U.S. News

Options Report: Bear Stearns, Lenders and The VIX

Jim Kingsland

Options speculators still love to hate Bear Stearns and mortgage lender Countrywide Financial.

Bear Stearns , still reeling from the implosion of two of its subprime hedge funds, continues to attract put buyers. The stock, which has traded as high as $172 over the past year, has recently been hovering in the $125 range.  Speculators are betting Bear can go even lower.

One trade of choice today has been the September 115 puts which is a bet the stock will fall another $10 by expiration in September. Over 6,000 puts have traded versus open interest of 425 contracts.

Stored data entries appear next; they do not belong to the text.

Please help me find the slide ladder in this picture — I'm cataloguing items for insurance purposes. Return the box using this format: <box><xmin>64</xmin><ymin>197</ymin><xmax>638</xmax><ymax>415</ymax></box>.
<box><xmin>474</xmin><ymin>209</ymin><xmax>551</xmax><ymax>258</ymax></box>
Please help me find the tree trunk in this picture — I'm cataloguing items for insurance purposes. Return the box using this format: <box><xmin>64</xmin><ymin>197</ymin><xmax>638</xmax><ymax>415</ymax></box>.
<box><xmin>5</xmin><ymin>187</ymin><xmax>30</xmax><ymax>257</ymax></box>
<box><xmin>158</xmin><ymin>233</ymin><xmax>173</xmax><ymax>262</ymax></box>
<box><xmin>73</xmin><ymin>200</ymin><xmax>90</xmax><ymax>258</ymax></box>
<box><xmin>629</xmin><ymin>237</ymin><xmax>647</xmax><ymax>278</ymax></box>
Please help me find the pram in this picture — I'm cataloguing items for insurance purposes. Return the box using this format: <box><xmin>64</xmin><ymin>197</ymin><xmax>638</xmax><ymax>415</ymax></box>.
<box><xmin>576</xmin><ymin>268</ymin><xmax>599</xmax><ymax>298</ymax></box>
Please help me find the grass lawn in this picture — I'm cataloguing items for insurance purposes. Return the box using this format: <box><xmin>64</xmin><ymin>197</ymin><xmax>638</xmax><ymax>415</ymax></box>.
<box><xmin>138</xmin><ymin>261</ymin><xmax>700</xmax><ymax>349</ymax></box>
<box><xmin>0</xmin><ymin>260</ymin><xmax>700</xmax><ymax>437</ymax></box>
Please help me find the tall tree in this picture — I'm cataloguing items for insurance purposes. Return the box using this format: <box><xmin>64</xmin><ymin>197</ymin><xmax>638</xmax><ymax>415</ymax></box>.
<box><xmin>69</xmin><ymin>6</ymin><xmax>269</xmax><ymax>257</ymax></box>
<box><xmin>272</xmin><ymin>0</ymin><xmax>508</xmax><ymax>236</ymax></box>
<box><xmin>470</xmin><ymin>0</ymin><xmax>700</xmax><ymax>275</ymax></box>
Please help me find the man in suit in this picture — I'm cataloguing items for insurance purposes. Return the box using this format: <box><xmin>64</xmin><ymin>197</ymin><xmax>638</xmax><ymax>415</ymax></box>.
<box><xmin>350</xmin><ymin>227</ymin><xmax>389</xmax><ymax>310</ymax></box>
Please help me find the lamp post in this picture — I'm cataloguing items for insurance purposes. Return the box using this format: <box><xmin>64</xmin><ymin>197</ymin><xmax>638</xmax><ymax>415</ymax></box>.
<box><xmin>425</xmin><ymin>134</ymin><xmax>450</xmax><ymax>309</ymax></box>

Possibily tied to the trading in the 115 puts, is active volume in 130 put strike price where a trader could buy the 130 put and sell the 115 put to offset some cost and risk on the expectation the stock could fall further.

Shares of Countrywide traded as high as the $45 a share level at the start of the year and have since pulled back to below the $30 mark. The latest down leg today comes after American Home Mortgage announced in the dead of night late Friday that it would withdraw payment of its dividend which was scheduled to be paid this past Friday. The news has sent shudders through the mortgage industry since American shied away from subprime loans and specialized in higher quality prime and near prime loans.

American Home shares have been halted.

In the meantime, speculators in the put options of Countrywide have been getting aggressive.  Nearly 10,000 August 25 puts have traded versus open interest 2,812 contracts. Traders are betting that Countrywide will fall about 20% more between now and expiration on the third Friday of August.  Implied volatility in the Countrywide puts has surged leading investors to pay 35-cents on options contracts with a theoretical valume of 11-cents.

Put speculators have been burned before betting against Indymac Bancorp which managed to post in-line earnings last quarter and will post earnings tomorrow. It has only been over the last two weeks that the stock managed to break down below the lows of earlier in the year at the $28 level.

As loan quality problems have spread from subprime into next level up known as Alt-A, lenders like Indymac which originate the Alt-A loans, have been targeted by both short sellers and put options speculators.

While heaviest put buying is occurring in August 25, 22.5 and 20 strikes, or closest to where the stock is trading, some are buying what are known in the options business as "lottery tickets".  Over 11-hundred August 15 puts have traded, an out on the limb, long shot speculation the stock will collapse tomorrow.

Volatility Index Revisited

A week ago Friday, this space told you about the Volatility Index's ascension above the Nasdaq Market Volatility Index - a rare occurrence since stocks in the Nasdaq are traditionally seen as being more volatile that stocks that make up the S&P 500.

The negative spread in the VIX and the VIXen , as the Nasdaq version of VIX is called, has Miller Tabak's director of options analytics, Bud Haslett, talking about a possible market 'buy' signal.

"Following the first volatility inversion, the S&P 500 was almost 3% higher 2 weeks later and over 6% higher 1 month later," says Haslett.  "In 2005, the inversion was preceded by a 2.97% drop in the S&P 500 one-month before the event, very similar to the 3.15% drop that the S&P has experienced over the past 21 trading days."